Ihr eintöniger Job hat Alice, deren wahrer Name erst wenige Minuten vor Schluss fällt, auf eine Idee gebracht. Im Umgang mit Kunden geübt, bringt sie alte Damen mit dem Enkeltrick um ihr Erspartes. Ein Betrug, den immer mehr Schweizer Einzeltäter verüben, wie einer der Kriminalbeamten einem Bankangestellten erklärt. Ansonsten passiert nicht viel. Ein ums andere Mal unterhalten sich die Figuren über kostengünstiges Internet und Krankenkassenbeiträge. Und doch verströmt Schäublins Debüt von der ersten Sekunde an ein beunruhigendes Gefühl, so klaustrophobisch, in solch dokumentarischer Qualität hat der Regisseur und Drehbuchautor seine düstere, in entsättigten Grautönen und Cremefarben gehaltene Zukunftsvision gestaltet. Oder ist sein Szenario längst Gegenwart?

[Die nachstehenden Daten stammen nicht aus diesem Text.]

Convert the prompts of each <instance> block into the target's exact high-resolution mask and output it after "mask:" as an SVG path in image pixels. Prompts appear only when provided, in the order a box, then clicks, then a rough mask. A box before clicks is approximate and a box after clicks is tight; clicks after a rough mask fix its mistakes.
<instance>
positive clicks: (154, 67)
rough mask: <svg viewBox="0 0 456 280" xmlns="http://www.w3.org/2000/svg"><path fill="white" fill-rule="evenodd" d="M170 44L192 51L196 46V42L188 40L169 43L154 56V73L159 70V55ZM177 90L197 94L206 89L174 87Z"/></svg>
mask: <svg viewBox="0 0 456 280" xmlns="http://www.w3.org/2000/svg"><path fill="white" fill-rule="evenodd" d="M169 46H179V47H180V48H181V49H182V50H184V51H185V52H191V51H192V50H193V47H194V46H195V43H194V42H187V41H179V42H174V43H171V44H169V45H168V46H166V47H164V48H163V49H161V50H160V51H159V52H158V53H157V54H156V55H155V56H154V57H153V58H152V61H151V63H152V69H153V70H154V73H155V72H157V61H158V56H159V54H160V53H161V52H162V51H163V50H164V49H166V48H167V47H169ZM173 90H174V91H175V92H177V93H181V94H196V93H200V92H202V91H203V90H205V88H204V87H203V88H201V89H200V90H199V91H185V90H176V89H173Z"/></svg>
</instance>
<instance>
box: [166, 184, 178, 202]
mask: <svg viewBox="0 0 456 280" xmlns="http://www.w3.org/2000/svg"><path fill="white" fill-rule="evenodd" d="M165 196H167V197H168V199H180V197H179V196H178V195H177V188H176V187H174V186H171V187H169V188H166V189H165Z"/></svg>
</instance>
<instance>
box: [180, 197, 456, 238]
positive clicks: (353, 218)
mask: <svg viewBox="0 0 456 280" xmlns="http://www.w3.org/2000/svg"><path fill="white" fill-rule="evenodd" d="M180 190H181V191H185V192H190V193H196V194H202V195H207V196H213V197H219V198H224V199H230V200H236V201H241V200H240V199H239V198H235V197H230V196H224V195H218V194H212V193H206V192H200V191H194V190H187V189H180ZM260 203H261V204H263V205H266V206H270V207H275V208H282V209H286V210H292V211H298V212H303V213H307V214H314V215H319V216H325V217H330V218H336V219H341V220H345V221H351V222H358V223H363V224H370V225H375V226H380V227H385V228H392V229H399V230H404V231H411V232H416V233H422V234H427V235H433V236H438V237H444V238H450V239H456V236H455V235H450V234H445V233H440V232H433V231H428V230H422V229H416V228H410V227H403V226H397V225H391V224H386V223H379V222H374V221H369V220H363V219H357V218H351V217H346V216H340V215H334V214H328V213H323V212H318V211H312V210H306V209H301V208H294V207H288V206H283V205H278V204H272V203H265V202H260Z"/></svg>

Eine Dystopie wird umso erschreckender, je näher sie an die eigene Lebenswirklichkeit rückt. Die Anthologie-Serie Black Mirror macht das seit 2011 vor. Hier erwächst der Horror nicht aus irgendwelchen weit entfernten Albträumen, sondern aus einer nur wenige Momente in die Zukunft gedachten Technik, die uns aus unserem Alltag wohl vertraut ist. Schäublin verfährt noch subtiler. All die in seinem Film verwendeten Geräte und Methoden gibt es bereits und doch irritiert es, wenn die Callcenter-Mitarbeiter an ihrem Arbeitsplatz nicht per Chipkarte, sondern durch das Scannen ihres Zeigefingers ein- und ausstempeln, wenn sie im Gespräch mit potenziellen Kunden zu deren „eigener Sicherheit“ Adressen und Kontostände abfragen oder wenn Bundespolizisten in voller Kampfmontur in Bahnhofsnähe Personalien kontrollieren.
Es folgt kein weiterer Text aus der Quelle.